Following on from my PhD, I was appointed the inaugural research fellow and centre coordinator for the Sheffield Centre for Early Modern Studies under director Phil Withington. In 2014 I came to Warwick as the Project Officer for the Migration, Identity, and Translation Network, part of the Monash-Warwick Alliance. In February 2015 I was awarded a Warwick Transatlantic Fellowship to undertake research at the Newberry Library in support of my new project, “The Art of Richard Grafton: The Cultural Networks of a Mid-Tudor Printer”. As the Director of Undergraduate Studies and Student Experience for the new BA Liberal Arts program at Warwick, I have a strong interest in developing creative pedagogical approaches to transdisciplinary education and student support. I have also taught for the Institute for Advanced Teaching and Learning at Warwick in collaboration with colleagues at Monash University, Melbourne. In 2015 I was awarded a JJ Kidd Fellowship by the European Colleges of Liberal Arts and Sciences (ECOLAS) consortium and a Strategic Research Grant by the Institute of Advanced Teaching and Learning at the University of Warwick to pursue research into liberal arts and sciences teaching and learning methodologies. In 2018 I was appointed a Fellow of the Warwick International Higher Education Academy.

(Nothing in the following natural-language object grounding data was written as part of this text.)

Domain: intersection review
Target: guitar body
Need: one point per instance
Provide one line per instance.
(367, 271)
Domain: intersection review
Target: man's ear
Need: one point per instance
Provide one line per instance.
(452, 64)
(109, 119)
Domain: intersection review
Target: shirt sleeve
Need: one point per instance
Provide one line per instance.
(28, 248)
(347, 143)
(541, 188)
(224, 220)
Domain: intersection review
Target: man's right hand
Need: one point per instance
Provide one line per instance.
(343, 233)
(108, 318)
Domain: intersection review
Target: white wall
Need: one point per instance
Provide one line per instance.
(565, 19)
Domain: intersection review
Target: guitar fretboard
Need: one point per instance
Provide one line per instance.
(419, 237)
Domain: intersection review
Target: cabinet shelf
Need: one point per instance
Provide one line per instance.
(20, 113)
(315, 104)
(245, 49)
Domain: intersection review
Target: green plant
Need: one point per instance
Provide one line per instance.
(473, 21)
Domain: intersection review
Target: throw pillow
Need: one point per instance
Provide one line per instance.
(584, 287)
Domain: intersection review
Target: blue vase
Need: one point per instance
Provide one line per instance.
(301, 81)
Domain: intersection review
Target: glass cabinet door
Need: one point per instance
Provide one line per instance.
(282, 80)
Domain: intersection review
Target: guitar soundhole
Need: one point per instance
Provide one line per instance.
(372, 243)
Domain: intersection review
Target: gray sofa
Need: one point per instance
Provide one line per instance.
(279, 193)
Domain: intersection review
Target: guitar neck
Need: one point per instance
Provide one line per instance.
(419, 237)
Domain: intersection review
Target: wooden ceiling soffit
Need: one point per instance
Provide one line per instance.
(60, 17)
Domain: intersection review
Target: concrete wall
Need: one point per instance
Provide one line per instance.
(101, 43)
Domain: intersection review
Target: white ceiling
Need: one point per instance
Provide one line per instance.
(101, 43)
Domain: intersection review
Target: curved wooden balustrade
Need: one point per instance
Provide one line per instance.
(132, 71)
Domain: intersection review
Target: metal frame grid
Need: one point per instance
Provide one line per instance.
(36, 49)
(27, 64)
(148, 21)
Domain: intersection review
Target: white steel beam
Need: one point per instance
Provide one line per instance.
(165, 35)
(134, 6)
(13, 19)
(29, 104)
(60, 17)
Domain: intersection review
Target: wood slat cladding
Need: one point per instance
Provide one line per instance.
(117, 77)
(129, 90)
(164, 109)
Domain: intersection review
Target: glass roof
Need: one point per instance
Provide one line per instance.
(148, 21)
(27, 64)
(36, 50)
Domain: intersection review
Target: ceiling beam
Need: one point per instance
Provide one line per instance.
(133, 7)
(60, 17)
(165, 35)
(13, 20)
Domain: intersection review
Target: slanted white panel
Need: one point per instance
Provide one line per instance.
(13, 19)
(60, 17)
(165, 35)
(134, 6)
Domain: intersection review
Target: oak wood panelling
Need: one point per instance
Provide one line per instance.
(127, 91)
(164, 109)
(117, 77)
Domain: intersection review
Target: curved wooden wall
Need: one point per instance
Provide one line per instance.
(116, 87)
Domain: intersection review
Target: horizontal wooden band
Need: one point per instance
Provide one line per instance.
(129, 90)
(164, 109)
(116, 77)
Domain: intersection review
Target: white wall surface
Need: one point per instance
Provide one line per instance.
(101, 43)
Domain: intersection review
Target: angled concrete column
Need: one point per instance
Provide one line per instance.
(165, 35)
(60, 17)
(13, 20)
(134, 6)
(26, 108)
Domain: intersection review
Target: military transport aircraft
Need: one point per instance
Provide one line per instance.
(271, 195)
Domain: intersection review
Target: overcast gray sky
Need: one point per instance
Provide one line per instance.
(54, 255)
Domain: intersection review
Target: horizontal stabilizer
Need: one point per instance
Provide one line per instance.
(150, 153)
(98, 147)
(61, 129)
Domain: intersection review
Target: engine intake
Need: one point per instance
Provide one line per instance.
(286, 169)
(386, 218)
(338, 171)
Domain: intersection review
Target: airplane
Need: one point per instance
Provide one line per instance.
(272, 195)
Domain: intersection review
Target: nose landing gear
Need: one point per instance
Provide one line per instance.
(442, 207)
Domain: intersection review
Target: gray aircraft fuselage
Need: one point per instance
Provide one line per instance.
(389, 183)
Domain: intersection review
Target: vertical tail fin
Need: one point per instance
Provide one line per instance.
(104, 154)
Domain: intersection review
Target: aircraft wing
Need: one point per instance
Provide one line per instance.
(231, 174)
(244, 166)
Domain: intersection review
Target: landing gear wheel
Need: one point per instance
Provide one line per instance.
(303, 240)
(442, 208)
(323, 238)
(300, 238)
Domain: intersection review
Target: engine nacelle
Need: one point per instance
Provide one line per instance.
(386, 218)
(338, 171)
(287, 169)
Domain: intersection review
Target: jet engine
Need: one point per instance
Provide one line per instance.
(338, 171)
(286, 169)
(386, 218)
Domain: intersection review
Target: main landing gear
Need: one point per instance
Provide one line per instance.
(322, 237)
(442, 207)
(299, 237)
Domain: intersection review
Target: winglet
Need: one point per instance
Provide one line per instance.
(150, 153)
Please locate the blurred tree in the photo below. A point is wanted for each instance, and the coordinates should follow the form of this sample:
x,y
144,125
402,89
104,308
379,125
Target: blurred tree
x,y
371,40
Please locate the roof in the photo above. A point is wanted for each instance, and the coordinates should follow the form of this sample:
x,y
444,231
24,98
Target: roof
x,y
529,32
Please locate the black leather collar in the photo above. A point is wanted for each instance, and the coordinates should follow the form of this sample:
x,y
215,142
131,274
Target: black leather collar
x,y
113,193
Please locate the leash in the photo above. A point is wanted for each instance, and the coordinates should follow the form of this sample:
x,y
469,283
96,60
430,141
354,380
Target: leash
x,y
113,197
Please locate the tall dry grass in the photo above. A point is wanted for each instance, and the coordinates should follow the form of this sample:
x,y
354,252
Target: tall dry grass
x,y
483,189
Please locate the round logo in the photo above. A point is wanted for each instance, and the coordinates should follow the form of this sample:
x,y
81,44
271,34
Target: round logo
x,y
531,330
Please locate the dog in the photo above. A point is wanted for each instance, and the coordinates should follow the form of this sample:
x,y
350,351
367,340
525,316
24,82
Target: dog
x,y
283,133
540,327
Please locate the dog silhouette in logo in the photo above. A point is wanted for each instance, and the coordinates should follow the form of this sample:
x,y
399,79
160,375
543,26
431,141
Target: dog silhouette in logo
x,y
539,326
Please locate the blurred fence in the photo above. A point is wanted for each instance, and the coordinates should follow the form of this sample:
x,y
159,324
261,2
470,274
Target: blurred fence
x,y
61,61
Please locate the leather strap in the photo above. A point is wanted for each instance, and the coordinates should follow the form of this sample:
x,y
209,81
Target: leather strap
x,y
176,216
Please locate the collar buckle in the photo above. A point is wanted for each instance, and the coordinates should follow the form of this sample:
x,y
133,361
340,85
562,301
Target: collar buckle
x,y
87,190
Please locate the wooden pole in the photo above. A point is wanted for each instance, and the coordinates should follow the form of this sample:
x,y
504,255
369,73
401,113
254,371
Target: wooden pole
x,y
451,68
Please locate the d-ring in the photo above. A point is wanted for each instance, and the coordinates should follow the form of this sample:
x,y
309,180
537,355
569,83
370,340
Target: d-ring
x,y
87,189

My first monograph, From Princes to Pages: The Literary Lives of Cardinal Wolsey, Tudor England’s ‘Other King’was published by Brill in 2016. I am currently writing my second book, The Art of Richard Grafton: The Cultural Networks of a Mid-Tudor Printer. Other ongoing projects include analyses of perception and strategy in liberal education (in collaboration with Mike Finn); the social/labor history of postwar UK migration/refugee programs (with Jo Angouri); and further work on the connections between George Cavendish, Thomas Churchyard, and the Mirror for Magistrates.